There were 144 households, of which 35.4% had children under the age of 18 living with them, 52.1% were married couples living together, 15.3% had a female householder with no husband present, 6.9% had a male householder with no wife present, and 25.7% were non-families. 20.8% of all households were made up of individuals, and 4.9% had someone living alone who was 65 years of age or older. The average household size was 2.65 and the average family size was 2.98.

The median age in the village was 34.8 years. 24.9% of residents were under the age of 18; 9.4% were between the ages of 18 and 24; 25.7% were from 25 to 44; 27.5% were from 45 to 64; and 12.6% were 65 years of age or older. The gender makeup of the village was 51.6% male and 48.4% female.

==Transportation==

Beaverdam lies at the junction of the old Lincoln Highway and the Dixie Highway. These early highways were begun in 1914.
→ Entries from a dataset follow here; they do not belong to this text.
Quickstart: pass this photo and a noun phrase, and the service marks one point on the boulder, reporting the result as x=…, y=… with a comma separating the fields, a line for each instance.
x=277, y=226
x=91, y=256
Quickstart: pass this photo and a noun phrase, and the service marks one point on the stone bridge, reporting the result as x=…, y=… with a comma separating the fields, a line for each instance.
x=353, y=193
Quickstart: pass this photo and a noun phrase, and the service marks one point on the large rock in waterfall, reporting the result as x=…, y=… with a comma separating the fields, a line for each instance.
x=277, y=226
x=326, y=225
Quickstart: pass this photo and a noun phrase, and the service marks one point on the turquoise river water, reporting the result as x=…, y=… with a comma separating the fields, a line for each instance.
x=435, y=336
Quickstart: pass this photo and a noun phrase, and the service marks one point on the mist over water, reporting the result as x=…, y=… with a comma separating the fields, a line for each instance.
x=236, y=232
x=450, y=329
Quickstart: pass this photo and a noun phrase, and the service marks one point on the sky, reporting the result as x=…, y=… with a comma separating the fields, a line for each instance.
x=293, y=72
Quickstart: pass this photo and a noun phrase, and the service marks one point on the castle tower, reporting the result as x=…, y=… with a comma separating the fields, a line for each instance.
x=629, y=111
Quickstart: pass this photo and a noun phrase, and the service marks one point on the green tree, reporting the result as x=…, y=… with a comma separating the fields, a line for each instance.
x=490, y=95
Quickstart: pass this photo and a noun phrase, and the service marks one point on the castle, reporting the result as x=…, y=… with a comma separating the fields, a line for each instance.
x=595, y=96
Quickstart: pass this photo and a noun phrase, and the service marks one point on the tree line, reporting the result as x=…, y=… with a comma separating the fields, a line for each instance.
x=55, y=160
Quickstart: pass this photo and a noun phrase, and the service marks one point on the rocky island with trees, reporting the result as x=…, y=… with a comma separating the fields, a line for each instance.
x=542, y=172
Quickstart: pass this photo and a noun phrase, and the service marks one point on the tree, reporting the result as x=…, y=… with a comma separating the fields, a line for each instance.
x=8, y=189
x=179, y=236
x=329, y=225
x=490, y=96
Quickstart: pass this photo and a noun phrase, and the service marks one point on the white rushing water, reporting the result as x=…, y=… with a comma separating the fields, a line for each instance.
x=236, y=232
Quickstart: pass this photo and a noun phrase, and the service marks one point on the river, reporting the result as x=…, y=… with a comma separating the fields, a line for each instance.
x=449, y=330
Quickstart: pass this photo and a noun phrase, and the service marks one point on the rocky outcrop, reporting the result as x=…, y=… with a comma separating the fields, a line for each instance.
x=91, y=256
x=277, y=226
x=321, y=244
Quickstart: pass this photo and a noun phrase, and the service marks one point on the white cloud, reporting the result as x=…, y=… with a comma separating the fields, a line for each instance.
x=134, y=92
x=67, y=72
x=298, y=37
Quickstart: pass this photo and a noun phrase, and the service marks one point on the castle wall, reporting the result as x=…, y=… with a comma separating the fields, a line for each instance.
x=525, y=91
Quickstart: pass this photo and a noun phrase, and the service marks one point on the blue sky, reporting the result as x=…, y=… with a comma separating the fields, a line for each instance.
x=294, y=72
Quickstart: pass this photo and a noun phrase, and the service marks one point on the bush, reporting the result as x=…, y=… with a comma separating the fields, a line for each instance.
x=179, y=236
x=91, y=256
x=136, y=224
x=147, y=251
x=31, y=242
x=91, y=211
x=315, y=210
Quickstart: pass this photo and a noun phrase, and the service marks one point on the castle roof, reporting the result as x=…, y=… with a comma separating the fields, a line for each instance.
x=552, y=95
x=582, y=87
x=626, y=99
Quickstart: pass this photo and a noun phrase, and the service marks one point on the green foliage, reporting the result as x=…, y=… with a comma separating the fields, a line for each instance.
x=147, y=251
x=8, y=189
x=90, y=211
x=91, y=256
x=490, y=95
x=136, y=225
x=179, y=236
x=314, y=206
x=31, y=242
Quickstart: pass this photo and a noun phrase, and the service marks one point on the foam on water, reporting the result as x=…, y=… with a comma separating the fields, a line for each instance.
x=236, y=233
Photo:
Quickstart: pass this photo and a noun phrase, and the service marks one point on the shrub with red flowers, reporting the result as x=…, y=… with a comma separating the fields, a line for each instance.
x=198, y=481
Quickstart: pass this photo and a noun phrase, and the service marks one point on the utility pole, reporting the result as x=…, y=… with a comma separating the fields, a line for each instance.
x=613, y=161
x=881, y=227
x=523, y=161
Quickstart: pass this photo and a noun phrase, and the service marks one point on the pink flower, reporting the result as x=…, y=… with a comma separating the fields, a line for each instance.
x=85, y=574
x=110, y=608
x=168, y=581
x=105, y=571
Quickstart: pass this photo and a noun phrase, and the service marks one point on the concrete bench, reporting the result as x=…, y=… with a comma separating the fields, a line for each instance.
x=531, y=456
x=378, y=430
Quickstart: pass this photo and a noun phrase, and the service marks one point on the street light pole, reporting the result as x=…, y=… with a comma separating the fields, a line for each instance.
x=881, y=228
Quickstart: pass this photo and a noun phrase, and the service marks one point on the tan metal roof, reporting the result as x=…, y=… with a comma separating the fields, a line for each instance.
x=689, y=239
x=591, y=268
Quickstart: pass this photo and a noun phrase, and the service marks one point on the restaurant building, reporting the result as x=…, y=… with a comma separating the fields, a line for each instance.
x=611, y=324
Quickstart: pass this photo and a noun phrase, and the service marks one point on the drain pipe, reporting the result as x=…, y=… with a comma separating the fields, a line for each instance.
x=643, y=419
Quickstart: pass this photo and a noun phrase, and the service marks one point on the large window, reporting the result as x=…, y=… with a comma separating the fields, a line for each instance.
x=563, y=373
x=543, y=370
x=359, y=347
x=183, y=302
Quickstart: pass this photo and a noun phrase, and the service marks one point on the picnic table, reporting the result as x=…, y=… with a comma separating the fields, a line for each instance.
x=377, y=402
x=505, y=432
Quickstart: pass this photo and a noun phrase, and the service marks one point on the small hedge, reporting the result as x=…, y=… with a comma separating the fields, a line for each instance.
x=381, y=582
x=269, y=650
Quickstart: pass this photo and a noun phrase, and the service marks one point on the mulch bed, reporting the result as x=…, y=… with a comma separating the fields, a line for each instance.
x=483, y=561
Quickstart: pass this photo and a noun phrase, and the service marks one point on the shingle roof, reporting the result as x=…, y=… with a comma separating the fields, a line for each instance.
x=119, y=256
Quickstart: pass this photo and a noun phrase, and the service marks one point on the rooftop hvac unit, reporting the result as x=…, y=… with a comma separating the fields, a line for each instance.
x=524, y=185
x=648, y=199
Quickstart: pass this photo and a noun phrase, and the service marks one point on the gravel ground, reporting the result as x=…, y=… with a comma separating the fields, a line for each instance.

Currently Beaverdam's economy is dominated by three large truck stops on what is now the junction of Interstate 75 and U.S. Route 30. Beaverdam was the eastern terminus of the four lane section of US 30. This meant that vehicular traffic going east on the four lane portion of US 30 that extended from Fort Wayne, Indiana had to exit the four-lane road and shift to a two-lane road. This required exit enhanced the village's function as an area for refueling of vehicles. US 30 is now a continuous four-lane highway in this part of Ohio that bypasses Beaverdam, but the significance of the junction as a major fuel stop has not been diminished. In the summer of 2006 the exit ramps and overpass on I-75 were widened to accommodate heavy truck and car traffic to the truck stops.